The Faraja Widows are a tremendous story of comfort and resilience. As you may know, the Widows are dealing with HIV and AIDS along with living in the largest slum in all Africa and raising kids and grandkids.
On top of this, their workshop burned down in late 2014 (picture at left). They lost the building, their sewing machines, all their samples, and all the handicraft orders that they were working on for Christmas.
This building was where they gathered for worship, coordinating their savings and loans, and also created the bags and jewelry that many of us know them for.
We are extremely happy to report that, working with other partners, the group was able to rebuild their building (pictures below of the outside and dedication of the upstairs workroom) and now have a second set of funds to purchase new sewing machines and materials.
Instead, 40-year missionary Martha Kirkpatrick and Kenyan leaders Caleb and Eunice Otieno started a work of promise in Kibera, the largest slum in Africa, in Nairobi, Kenya.
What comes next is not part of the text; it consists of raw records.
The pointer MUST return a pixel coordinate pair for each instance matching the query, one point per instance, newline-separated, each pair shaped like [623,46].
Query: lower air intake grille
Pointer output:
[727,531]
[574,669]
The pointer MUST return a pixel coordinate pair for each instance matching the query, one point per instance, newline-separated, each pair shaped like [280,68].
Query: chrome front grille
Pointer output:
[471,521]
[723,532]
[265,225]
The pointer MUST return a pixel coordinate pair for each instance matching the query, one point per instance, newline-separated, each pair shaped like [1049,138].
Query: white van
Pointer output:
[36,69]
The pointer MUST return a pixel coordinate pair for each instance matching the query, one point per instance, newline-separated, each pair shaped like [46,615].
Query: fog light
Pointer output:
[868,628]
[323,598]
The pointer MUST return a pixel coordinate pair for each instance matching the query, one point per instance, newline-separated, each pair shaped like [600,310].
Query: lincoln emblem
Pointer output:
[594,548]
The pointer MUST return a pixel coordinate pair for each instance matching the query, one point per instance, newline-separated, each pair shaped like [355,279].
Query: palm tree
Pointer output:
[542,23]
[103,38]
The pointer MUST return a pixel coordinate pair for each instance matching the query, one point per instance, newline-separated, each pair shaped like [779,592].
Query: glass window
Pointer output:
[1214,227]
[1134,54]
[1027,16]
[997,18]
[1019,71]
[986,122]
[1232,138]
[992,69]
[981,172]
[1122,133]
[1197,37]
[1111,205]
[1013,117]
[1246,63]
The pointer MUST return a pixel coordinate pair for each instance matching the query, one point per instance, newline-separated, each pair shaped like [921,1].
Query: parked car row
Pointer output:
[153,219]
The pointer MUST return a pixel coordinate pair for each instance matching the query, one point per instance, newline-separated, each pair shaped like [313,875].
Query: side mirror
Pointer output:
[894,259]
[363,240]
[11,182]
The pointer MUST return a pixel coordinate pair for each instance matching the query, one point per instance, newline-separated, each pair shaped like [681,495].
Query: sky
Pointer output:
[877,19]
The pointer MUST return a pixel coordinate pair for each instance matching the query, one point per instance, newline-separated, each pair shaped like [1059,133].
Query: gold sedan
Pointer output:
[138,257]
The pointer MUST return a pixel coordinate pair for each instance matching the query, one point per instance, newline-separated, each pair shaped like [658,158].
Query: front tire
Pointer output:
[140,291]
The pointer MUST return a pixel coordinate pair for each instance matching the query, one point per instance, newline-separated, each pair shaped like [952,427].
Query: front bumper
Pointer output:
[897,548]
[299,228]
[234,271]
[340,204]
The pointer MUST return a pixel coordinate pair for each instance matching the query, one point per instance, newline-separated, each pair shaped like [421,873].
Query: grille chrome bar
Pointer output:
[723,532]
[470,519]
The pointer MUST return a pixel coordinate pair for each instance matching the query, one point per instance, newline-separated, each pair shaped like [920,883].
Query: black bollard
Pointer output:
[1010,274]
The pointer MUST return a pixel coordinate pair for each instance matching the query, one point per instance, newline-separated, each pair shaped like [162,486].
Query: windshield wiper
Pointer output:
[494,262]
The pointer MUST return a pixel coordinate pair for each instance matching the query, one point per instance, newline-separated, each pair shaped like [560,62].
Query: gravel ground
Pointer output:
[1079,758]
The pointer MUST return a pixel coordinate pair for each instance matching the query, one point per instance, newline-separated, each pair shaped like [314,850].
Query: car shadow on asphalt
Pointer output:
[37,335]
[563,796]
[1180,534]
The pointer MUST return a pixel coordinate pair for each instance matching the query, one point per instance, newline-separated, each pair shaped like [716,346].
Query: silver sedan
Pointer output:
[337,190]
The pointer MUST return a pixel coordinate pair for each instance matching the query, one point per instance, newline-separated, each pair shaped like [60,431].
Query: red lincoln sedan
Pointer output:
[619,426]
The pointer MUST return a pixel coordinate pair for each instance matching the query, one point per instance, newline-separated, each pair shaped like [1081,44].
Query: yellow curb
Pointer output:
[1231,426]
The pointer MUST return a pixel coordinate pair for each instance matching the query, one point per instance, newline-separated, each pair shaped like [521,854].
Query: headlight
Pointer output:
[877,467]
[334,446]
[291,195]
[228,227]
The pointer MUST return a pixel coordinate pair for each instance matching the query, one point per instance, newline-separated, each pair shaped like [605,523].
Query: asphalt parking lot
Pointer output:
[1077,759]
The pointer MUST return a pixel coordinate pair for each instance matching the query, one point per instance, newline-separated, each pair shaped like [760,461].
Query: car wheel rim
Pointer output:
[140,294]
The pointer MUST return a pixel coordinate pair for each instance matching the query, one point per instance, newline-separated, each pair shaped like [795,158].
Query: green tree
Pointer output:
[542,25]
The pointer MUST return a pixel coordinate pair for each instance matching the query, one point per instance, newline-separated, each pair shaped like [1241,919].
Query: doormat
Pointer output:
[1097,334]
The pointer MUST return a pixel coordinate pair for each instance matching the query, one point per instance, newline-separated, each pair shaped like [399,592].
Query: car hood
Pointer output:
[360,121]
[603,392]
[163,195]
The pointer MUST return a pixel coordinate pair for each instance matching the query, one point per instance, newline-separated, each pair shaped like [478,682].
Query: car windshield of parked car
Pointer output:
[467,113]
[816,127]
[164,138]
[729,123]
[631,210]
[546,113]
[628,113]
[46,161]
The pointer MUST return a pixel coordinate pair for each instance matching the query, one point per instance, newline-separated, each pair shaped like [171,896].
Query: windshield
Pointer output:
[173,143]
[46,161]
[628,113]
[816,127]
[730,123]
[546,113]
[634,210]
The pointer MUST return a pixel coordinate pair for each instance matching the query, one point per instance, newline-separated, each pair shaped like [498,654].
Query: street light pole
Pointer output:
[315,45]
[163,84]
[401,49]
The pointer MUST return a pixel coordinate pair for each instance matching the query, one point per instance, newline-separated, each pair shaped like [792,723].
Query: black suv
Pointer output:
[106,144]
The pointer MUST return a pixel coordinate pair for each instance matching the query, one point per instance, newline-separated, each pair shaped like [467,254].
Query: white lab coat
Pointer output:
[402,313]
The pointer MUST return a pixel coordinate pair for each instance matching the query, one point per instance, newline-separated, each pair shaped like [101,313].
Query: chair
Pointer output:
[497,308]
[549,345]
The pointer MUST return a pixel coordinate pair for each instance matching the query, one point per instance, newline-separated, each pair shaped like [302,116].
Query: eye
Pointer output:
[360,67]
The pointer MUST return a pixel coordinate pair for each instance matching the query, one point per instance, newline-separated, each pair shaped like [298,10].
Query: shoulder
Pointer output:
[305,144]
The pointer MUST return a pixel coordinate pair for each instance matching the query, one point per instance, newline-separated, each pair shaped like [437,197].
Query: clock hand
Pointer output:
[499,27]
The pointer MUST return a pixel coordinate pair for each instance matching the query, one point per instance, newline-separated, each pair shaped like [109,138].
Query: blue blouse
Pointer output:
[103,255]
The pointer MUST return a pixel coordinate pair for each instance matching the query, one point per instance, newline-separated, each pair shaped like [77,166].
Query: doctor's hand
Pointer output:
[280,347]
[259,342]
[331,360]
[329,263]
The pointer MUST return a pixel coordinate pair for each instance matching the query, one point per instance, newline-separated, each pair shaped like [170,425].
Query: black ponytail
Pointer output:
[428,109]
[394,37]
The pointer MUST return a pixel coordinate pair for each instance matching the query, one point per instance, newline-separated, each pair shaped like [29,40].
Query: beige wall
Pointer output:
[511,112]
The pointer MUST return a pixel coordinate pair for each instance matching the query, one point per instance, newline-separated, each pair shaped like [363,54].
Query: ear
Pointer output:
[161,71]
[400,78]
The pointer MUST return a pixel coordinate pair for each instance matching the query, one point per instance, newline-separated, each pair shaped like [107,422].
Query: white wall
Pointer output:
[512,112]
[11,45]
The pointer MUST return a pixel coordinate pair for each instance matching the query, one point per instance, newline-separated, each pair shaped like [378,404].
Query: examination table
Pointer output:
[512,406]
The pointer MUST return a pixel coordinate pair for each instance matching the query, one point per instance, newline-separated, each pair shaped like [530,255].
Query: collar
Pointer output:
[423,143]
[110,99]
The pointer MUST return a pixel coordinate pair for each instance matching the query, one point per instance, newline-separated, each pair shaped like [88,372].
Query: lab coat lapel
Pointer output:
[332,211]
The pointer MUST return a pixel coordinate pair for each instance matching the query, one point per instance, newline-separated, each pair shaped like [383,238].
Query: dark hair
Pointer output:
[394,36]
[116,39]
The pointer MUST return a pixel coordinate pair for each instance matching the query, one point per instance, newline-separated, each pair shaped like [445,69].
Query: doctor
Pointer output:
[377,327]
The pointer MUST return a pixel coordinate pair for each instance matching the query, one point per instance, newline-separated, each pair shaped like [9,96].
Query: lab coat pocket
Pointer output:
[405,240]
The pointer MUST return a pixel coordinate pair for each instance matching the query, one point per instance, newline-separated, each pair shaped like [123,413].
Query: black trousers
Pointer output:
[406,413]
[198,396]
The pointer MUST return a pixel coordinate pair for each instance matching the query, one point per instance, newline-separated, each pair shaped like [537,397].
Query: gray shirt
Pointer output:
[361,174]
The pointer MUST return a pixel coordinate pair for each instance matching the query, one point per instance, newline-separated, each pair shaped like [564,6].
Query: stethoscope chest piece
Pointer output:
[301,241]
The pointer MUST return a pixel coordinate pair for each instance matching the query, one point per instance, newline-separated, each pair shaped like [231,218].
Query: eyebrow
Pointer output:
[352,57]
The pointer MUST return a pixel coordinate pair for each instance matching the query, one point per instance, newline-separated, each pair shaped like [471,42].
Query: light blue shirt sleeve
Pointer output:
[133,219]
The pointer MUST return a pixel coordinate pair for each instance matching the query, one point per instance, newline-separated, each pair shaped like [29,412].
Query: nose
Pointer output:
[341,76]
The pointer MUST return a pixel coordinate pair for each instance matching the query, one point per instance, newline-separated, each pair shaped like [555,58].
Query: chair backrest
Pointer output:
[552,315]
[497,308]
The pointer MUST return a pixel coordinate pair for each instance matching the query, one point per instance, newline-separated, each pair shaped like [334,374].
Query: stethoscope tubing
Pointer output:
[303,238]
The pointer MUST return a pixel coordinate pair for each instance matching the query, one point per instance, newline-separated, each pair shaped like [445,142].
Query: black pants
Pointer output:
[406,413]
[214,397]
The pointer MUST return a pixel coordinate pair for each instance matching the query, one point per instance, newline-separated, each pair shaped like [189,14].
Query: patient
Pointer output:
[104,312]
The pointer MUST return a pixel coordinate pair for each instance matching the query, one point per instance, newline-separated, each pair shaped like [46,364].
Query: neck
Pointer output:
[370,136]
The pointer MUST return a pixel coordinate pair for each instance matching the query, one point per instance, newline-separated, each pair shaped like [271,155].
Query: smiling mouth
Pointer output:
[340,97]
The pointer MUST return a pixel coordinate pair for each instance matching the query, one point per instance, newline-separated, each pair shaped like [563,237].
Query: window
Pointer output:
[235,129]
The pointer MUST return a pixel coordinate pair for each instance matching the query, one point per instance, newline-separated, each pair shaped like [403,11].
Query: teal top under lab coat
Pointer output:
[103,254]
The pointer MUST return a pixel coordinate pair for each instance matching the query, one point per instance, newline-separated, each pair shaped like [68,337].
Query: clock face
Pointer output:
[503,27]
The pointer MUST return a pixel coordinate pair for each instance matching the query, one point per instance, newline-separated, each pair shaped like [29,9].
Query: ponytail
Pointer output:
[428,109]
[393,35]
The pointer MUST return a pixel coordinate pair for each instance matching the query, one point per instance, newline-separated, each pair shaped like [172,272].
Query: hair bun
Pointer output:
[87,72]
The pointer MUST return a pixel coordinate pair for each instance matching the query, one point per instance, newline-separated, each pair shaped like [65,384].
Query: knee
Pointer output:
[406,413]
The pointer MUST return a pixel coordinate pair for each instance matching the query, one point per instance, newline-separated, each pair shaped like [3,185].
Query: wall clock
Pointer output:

Faraja Widows project empowers widows who are affected by HIV/AIDS. The overall ministry, St. Martha’a Ministry, started with a small group of three widows and eight orphans and has grown to impact more than a dozen widows and several dozen orphans.
The Otienos say, “Reverend Martha was a lady who was full of kindness and compassion for African women and children. She was a pillar of strength to our family at a time of our greatest need of love.”
The ministry receives its major source of funding from the sale of bags and African jewelry made out of domestic animal bones.